Spahn muss fürchten, dass die ungehinderten Menschenansammlungen die seit März verordneten Beschränkungen zur Lachnummer degradieren

Und so ließ man sie gewähren, die Anti-Rassismus-Kämpfer, obwohl das mulmige Gefühl überwog. „Besorgt“ zeigte sich etwa Gesundheitsminister Spahn, der fürchten muss, dass die ungehinderten Menschenansammlungen die seit März verordneten Beschränkungen zur Lachnummer degradieren. Wem will man erklären, warum es zwar völlig in Ordnung ist, wenn sich Fünfzehntausend Menschen auf dem Alexanderplatz aneinander kuscheln, dass aber ein paar Radfahrer nach einer Spritztour zum Rast nicht gemeinsam auf einer Parkbank Platz nehmen dürfen? Die Regierenden haben die Unterstützung einer willkommenen politischen Botschaft über ihre Pflicht gestellt, die Bürger vor gesundheitlichen Gefahren zu schützen. Sie haben damit gegen ihren Amtseid verstoßen.
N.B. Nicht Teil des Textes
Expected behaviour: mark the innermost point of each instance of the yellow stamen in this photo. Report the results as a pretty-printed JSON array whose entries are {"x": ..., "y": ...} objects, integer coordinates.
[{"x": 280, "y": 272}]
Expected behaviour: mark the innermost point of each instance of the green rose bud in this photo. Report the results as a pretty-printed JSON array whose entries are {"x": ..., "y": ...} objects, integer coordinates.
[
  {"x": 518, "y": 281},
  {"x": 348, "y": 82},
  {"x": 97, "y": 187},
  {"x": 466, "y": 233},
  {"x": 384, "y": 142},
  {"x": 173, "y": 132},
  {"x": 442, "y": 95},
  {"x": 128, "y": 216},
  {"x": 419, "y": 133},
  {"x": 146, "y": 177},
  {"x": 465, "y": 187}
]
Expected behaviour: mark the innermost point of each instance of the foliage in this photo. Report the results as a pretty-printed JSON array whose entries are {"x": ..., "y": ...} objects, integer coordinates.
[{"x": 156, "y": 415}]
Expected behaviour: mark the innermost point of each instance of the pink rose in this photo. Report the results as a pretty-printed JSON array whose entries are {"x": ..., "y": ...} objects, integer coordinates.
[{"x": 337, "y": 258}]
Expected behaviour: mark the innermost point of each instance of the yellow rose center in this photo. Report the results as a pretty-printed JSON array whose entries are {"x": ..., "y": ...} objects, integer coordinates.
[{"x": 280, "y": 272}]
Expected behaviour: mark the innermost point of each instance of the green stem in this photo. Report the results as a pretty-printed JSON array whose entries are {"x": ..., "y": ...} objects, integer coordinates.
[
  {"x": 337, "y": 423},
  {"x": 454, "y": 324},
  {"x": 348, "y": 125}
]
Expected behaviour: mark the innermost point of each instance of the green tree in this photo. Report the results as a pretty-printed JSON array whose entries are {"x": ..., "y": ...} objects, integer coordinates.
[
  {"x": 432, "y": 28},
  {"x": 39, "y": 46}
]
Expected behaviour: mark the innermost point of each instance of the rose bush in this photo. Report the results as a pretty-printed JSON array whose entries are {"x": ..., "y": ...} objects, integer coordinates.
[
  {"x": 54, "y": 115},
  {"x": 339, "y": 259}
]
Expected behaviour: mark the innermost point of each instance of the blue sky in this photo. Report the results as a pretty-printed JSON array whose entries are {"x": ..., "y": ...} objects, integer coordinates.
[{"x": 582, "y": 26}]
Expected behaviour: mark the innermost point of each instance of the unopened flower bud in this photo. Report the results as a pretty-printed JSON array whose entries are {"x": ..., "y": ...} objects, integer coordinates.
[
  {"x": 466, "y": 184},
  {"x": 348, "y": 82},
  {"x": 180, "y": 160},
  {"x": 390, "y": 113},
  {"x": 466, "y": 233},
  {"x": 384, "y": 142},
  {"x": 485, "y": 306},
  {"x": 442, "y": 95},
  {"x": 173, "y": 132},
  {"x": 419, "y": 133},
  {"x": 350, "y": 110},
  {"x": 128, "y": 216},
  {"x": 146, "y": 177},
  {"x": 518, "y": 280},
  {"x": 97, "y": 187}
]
Und sollte demnächst das Infektionsgeschehen nach den öffentlichen Anti-Rassismus-Partys wieder an Fahrt gewinnen, werden die Verursacher der Pandemieverschärfung die Ersten sein, die ihre Mitmenschen lauthals rücksichtloser Selbstsucht bezichtigen, wenn sie ihre Maske beim Joggen zuhause lassen. Vielleicht käme ein Wiederaufflammen der Corona-Krise dem einen oder anderen Verantwortlichen aber gar nicht so ungelegen, fällt es doch inzwischen immer schwerer, die monatelang eingeübten Rituale weiter zu verteidigen. Der Kanzlerin, die nicht zur völligen Rücknahme der Maßnahmen bereit ist, bevor ein Impfstoff existiert, dürften wieder anziehende Ansteckungsgeschwindigkeiten ohnehin eher recht sein. Der Traum von der Bundestags-Briefwahl ist für die von der Krise profitierende Union noch lange nicht ausgeträumt. Wer möchte so kurz vor dem Ziel einfach aufgeben?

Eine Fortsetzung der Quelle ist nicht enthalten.